Seminar: Kenneth Long

 

Wednesday 17 December, 2014 at 1:00 PM

IPB Library "Dragan Popović"

 

MICE as a step towards the Neutrino Factory

Kenneth Long, Imperial College London and Science and Technology Facilities Council (STFC)

 

Muon beams of low emittance provide the basis for the intense, well-characterised neutrino beams necessary to elucidate the physics of flavour at the Neutrino Factory and to provide lepton-anti-lepton collisions at energies of up to several TeV at the Muon Collider. The International Muon Ionization Cooling Experiment (MICE) will demonstrate ionization cooling; the technique by which it is proposed to reduce the phase-space volume occupied by the muon beam at such facilities.

The status of the MICE construction project will be described together with a summary of the performance of the principal components. Plans for the commissioning and operation of the experiment will be outlined and the measurement programme that will begin next spring will be described. The crucial role of MICE in the development of the long- and short-baseline neutrino programmes will be outlined and the opportunity to develop neutrino beams based on stored muons as a new technique for particle physics will be described.

 

Bio:

Ken Long is Professor of Experimental Particle Physics at Imperial College London. Having studied the hadronic final states produced in deep inelastic muon-proton scattering as a graduate student at Oxford, he went to CERN in 1985 to work on the UA1 experiment.

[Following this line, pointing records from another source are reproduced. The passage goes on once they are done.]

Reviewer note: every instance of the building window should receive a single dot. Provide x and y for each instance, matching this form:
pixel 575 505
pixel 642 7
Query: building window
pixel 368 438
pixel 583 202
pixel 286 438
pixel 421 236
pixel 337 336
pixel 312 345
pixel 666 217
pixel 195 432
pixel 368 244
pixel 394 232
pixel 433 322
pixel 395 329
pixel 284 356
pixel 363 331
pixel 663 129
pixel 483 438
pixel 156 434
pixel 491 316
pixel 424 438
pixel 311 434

Returning to the UK in 1987, he joined the ZEUS experiment at DESY in Hamburg, contributing to the design and construction of the experiment, the development of the reconstruction and simulation software, the measurement of the structure of both the proton and the photon and making detailed studies of the electroweak interaction.

Fascinated by the mysteries hinted at by the discovery of neutrino oscillations at the turn of the century, he played a leading role in the development of the techniques required to produce intense beams of high-energy neutrinos on an industrial scale at the Neutrino Factory.

In this context he chairs the International Design Study for the Neutrino Factory (the IDS-NF), is the UK PI for the international Muon Ionization Cooling Experiment that is under construction at the Rutherford Appleton Laboratory and is co-chair of the national and Anglo-American Proton Accelerators for Science and Innovation (PASI) collaborations.